Local RAG from scratch using PyTorch¶
This project uses PyTorch to build a local RAG pipeline from scratch.
We're going to build a chat PDF system. That allows you to give any PDF of your choice, i.e. book, article, etc. Then ask any question and get a custom response.
Excellent frameworks, such as LangChain and LamaIndex, facilitate work with LLMs and help build this kind of pipeline. But our goal is to create everything from scratch.
01. Retrieval Autgmented Generation (RAG)¶
1.1 What's RAG?¶
RAG stands for Retrieval Autgmented Generation.
The paper introduced it as Retrieval-Augmented Generation for Knowledge-Intensive NLP Tasks from Facebook AI research.
Let's break RAG down:
- Retrieval - Seeking relevant information given a query within a database and, for example, getting relevant passages from Wikipedia texts when given a question.
- Augmented - Using the relevant retrieved information to modify the input (prompts) to a generative model (e.g., LLMs).
- Generation - Generating output given the augmented input; this is done using a generative model, e.g. LLMs.

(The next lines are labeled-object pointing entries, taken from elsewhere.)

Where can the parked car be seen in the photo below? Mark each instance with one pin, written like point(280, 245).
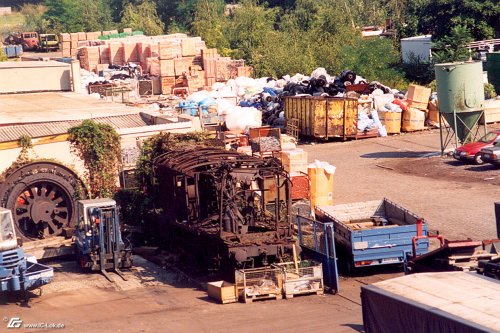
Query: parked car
point(470, 151)
point(491, 154)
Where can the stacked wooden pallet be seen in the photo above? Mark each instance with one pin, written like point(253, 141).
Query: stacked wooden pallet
point(176, 60)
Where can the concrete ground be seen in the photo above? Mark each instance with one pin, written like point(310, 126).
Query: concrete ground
point(456, 199)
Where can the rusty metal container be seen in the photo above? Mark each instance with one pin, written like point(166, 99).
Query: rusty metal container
point(323, 117)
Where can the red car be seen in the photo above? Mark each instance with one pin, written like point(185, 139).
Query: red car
point(470, 152)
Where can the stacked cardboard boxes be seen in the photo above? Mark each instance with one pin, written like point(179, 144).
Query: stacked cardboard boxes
point(178, 60)
point(89, 58)
point(116, 53)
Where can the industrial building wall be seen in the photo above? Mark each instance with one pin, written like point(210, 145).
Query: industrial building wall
point(32, 76)
point(59, 151)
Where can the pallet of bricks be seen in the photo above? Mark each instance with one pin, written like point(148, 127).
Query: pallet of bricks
point(259, 283)
point(221, 69)
point(300, 278)
point(172, 61)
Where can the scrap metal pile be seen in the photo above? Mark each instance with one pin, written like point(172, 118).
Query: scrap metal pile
point(225, 208)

1.2 Why RAG is important?¶
LLMs excel in language modeling, demonstrating a deep understanding of language. They can produce responses by leveraging the text they have been trained on. Although LLMs generate good text, it doesn't mean it is factual.
So, let's cover why the RAG is essential for LLMs.
Prevent Hallucination: LLMs are probabilistic models, which means they can give incorrect information. For some use cases, getting factual information is critical. This is when the RAG comes in; it helps with retrieving some facts about the user's query to improve the generation.
Custom Data: LLMs are first pre-trained to understand the language, and then fine-tuned to adapt to specific tasks. However, with this method, every time we receive new data we have to train the model again, which is time and money-consuming. RAG can help LLMs by providing them with relevant information without needing to be fine-tuned.
1.3 Why Local?¶
All the work is done locally. Why ?
Privacy, Speed, and Cost. Let's break them down in detail:
- Privacy: locally we don't need to send sensitive data to an API, e.g. ChatGPT API.
- Speed: we won't have to wait for an API downtime. If our hardware running, the pipeline is running.
- Cost: using APIs costs money for every request you make. if you have your hardware you need to pay nothing.